Coats from Sean John and sportswear from Onitsuka Tiger were gifted to celebrities such as Gerard Butler, Adrian Grenier, Kevin Conolly, and upstairs attendees could re-charge their iPhones at the AT&T Café, and partake in gifting from Junk Food Clothing who provided retro 80’s style tees, and comfy but sexy apparel from Bobi.

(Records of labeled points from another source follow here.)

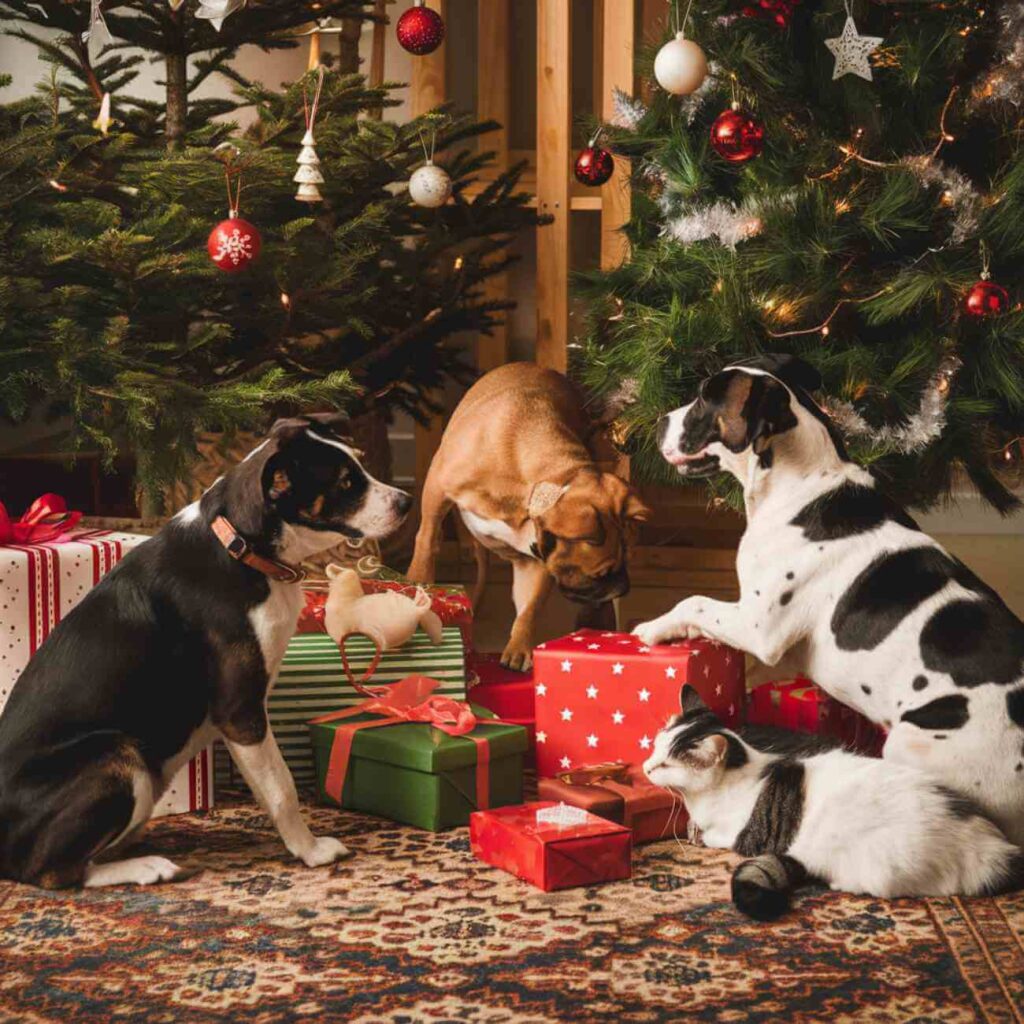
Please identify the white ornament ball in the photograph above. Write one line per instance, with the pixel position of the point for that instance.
(680, 67)
(430, 186)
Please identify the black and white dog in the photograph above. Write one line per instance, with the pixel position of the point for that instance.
(877, 612)
(177, 645)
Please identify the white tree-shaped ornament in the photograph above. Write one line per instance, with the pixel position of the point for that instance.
(308, 176)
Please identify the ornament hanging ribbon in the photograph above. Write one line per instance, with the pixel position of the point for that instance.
(46, 521)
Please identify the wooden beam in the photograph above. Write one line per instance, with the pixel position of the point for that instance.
(494, 101)
(428, 90)
(376, 76)
(616, 58)
(554, 133)
(429, 80)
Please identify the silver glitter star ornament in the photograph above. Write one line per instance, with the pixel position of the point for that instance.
(851, 50)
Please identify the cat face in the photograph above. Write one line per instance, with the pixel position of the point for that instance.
(694, 750)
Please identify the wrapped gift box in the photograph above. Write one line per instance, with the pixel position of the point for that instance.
(39, 585)
(507, 692)
(414, 773)
(581, 850)
(449, 601)
(312, 682)
(603, 696)
(622, 794)
(801, 706)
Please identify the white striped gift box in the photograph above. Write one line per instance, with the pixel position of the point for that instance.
(312, 682)
(39, 585)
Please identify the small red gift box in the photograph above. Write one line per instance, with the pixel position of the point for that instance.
(622, 794)
(449, 602)
(570, 848)
(603, 696)
(800, 705)
(507, 692)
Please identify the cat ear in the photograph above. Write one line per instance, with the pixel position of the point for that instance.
(689, 700)
(711, 750)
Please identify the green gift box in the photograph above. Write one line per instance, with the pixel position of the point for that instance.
(415, 773)
(312, 682)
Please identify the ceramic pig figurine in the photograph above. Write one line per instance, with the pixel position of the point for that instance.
(388, 619)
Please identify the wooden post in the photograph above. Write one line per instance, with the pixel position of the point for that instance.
(376, 77)
(494, 101)
(616, 59)
(554, 133)
(428, 91)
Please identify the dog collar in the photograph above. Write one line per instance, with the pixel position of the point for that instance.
(238, 547)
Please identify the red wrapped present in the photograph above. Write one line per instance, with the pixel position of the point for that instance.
(449, 601)
(803, 707)
(507, 692)
(603, 696)
(552, 846)
(622, 794)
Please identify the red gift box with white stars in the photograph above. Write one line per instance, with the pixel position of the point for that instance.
(603, 696)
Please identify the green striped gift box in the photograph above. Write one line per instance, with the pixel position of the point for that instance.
(311, 682)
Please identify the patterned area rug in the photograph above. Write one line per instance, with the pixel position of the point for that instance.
(414, 931)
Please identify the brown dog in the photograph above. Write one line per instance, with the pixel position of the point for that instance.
(517, 460)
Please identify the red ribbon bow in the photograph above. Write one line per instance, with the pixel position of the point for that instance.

So, another Sundance comes to a close, and I have partied, skied, and filmed myself to exhaustion (in a good way!). I’ve met and mingled, watched and whined (and wined), and gifted ’til my spirits lifted.  For those who know where to look, there’s an entire sea (or should I say mountain?) of opportunities to meet, mingle, and network with old friends and new acquaintances, getting work, and talking business, done all the while having ridiculous amounts of fun at the plethora of parties, events, panels, lounges, and yes, even the gifting suites.  It is a place where new dreams are born, and old dreams are realized (yes, the last two sentences were lifted straight out of my last year’s roundup, but I liked them, so I’m including them again…)  🙂


So, that’s it for my coverage of the 2010 Sundance Film Festival – the films, the people, the vibe, my gripes and my praises.  If you have an event, film, or lounge you want covered next year, be sure to let me know about it in advance – my schedule gets jam packed up there (as you can probably tell from this Roundup!).  See you at Sundance 2011!